Or you can do what I did just a few days ago, turn off the dynamic branch prediction, copy the program in ITCM, and verify the timing on an oscillosscope. Yes, I needed cycle-accurate. Yes, it is cycle-accurate. Yes, it works exactly the same every time.
OK, you slugged the system. That's sufficient for the timing, but wasteful and inelegant.
Good guess, but just wrong.
The system has a small cycle-accurate bit, but before and after that, it does normal processing, which may be written by others. Branch prediction is turned off for the cycle-accurate bit only, which is mostly unrolled anyway, so no significant performance loss. For this bit, only worst-case performance matters. Can't share the exact details, but let's say, it needs to generate a 3.000MHz signal (with some other details). With branch prediction enabled, it initially generates a 3.000MHz signal for one cycle, then something like 3.050MHz. Nothing is "crippled" by forcing it to generate the desired cycle-accurate signal equal to the worst-case performance. (You could achieve the same result keeping the branch predictor enabled; but I feel it's more
elegant to turn off the error source, than to "trick" it, even if "tricking" could be proved to work consistently.)

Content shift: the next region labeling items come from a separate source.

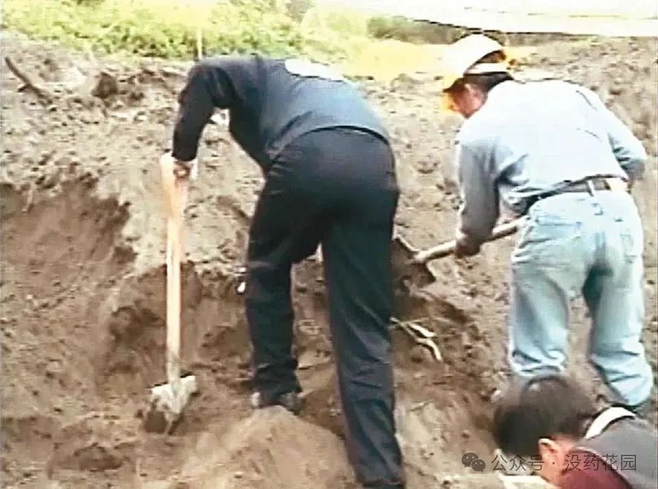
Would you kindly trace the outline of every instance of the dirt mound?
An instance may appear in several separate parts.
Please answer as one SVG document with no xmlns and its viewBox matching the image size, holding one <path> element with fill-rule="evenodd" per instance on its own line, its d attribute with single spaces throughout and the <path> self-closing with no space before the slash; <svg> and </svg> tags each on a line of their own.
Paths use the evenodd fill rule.
<svg viewBox="0 0 658 489">
<path fill-rule="evenodd" d="M 199 489 L 344 489 L 352 479 L 338 437 L 271 408 L 202 436 L 179 480 Z"/>
<path fill-rule="evenodd" d="M 164 375 L 165 219 L 157 159 L 169 145 L 183 71 L 3 40 L 14 62 L 54 95 L 46 101 L 19 91 L 12 77 L 3 82 L 3 118 L 11 124 L 3 127 L 0 174 L 2 483 L 352 487 L 317 260 L 295 267 L 293 280 L 307 407 L 300 418 L 249 407 L 249 344 L 236 268 L 262 178 L 220 126 L 204 131 L 204 164 L 186 211 L 182 360 L 200 392 L 173 435 L 144 431 L 149 388 Z M 558 75 L 594 86 L 652 153 L 635 195 L 646 226 L 645 344 L 655 368 L 655 46 L 595 40 L 537 47 L 531 66 L 552 64 Z M 426 247 L 452 237 L 459 121 L 428 104 L 431 82 L 403 82 L 362 87 L 393 134 L 402 187 L 397 230 Z M 500 486 L 487 427 L 490 396 L 505 371 L 512 243 L 486 245 L 461 264 L 436 261 L 435 283 L 415 277 L 396 284 L 396 318 L 435 332 L 443 359 L 437 362 L 394 331 L 396 418 L 411 489 Z M 600 390 L 582 353 L 588 321 L 575 305 L 578 353 L 570 368 Z M 485 461 L 484 473 L 463 467 L 466 452 Z"/>
</svg>

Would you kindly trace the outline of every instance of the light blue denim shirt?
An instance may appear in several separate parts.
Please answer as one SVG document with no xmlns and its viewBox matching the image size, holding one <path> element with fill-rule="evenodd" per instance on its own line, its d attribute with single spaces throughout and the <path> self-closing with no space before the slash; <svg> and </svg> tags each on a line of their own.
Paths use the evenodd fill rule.
<svg viewBox="0 0 658 489">
<path fill-rule="evenodd" d="M 534 195 L 569 181 L 632 181 L 647 158 L 642 142 L 592 90 L 559 80 L 504 82 L 467 119 L 456 141 L 463 205 L 458 229 L 484 242 L 502 200 L 519 215 Z"/>
</svg>

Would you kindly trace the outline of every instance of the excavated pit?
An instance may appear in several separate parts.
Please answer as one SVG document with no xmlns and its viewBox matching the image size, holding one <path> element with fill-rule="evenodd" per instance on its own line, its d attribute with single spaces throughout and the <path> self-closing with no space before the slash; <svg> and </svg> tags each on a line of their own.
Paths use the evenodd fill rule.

After the small cycle-accurate bit has been ran, all CPU features are back on. Now a M7 core is a lot more capable, performance-wise, than an XMOS core, thanks to strong pipelining, dual-issue, branch prediction, caches, and so on. Single-thread performance helps software development; latter processing can be easily written in C, without taking extra measures on paralleling the code (parallel data processing isn't always trivial!), which would be necessary for a multicore system where each core is comparatively inefficient.

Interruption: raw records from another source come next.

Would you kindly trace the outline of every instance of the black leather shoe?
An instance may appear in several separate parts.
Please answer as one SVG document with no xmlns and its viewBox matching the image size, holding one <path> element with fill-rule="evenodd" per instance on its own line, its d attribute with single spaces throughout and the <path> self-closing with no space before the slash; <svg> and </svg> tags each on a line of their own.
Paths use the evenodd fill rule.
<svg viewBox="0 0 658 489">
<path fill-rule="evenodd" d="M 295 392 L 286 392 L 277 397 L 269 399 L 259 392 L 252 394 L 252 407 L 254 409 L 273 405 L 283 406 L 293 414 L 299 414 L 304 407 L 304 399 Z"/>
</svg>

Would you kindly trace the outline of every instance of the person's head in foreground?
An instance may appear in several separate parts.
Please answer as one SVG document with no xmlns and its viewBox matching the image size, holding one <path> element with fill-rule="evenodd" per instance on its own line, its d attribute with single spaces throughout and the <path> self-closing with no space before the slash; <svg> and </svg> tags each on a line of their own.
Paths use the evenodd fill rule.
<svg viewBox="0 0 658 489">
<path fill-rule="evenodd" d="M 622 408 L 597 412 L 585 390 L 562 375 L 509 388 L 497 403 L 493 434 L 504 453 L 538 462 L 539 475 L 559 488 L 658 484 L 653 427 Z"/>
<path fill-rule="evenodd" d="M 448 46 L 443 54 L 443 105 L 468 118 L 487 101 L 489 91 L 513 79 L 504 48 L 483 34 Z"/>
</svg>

Because most of the code is where M7 shines - general purpose (not constrained by worst-case timing requirements; average case is important) data processing and user interfaces - and only a tiny part is cycle-accurate, it makes sense to choose M7 and "force" it to do the cycle-accurate part as well, even though it's extra work. M7 is low-cost, as well.
You
could do it otherwise - choose something that's better suited for cycle-accurate work, but less suited for available developers to write efficient UI and data processing code on something they are familiar with. Or, you could build a multi-chip solution. All of these are more expensive, and the end result is not magically any better.
You still had to measure the timing. That is equivalent to inspection, and as engineers used to be taught, "you can't inspect quality into a product".
Nice try, but you are just plain wrong.
What the XMOS IDE is doing, it is simulating the internal operations of the CPU, and reporting the result to the user.
In digital logic, simulating (with proper simulation models) and measuring the number of clock cycles provide equivalent results. With improper simulation models, the actual hardware is
right.
Buying the Cortex-M7 simulation model does exactly the same - the only difference, it's expensive, and likely has a more difficult user interface (like having to write your own SystemC wrapper).
Running the code on Cortex-M7 and measuring it does the same, though. It's, after all, implementing the actual digital logic. The operation runtime can be measured, and it will match the cycle-accurate simulation model.
So, cycle-accurate simulation is only
convenient. It's fundamentally not magically more "accurate" than running the actual digital logic. It's actually the opposite: the simulation model must contain zero bugs. Measuring the actual device provides the correct result, in case the simulation model has any problem in it.
The error you make is, you seem to think that measuring the number of clock cycles a digital system runs in, is somehow equivalent to measuring a voltage on a prototype of a single unit of voltage reference; or measuring a length of a single piece of cut metal. This is not true.
You are
not measuring a system with random error terms; you are measuring a circuit consisting of known digital logic, and if you can enumerate the possible sources of variation and show they do not exist, you have a guaranteed number of cycles.
But I'm sure it's way
easier to do on XMOS, though. I'm sure they have put a lot of thought into providing an easy-to-use, yet accurate simulation models integrated in the IDE. And, most importantly, they have "crippled" the CPU performance by deliberately not including modern-day CPU optimizations that would increase the average processing performance, with the cost of variability in timing.
If you do timing-accurate work in a modern complex processor like an M7 MCU, you need to
know what those timing-invariable elements are, and know how to either disable them (note: it does not necessarily cripple the performance, because they can be
selectively disabled; like caches on certain memory areas, or just turning things on/off periodically), or how to calculate for the worst-case timing. Latter is more challenging, but completely possible.
I'm sure that if you have
a lot of cycle-accurate work to do, Xcore is likely orders of magnitude easier to work with than a Cortex-M7. And I would love to work with one, if someone would pay me for doing that. For my own projects, I'm defaulting to the most commonly available, most easily second-sourcable parts whenever it's possible, and only resort to specialistic products with their special best-in-class features, when I absolutely must.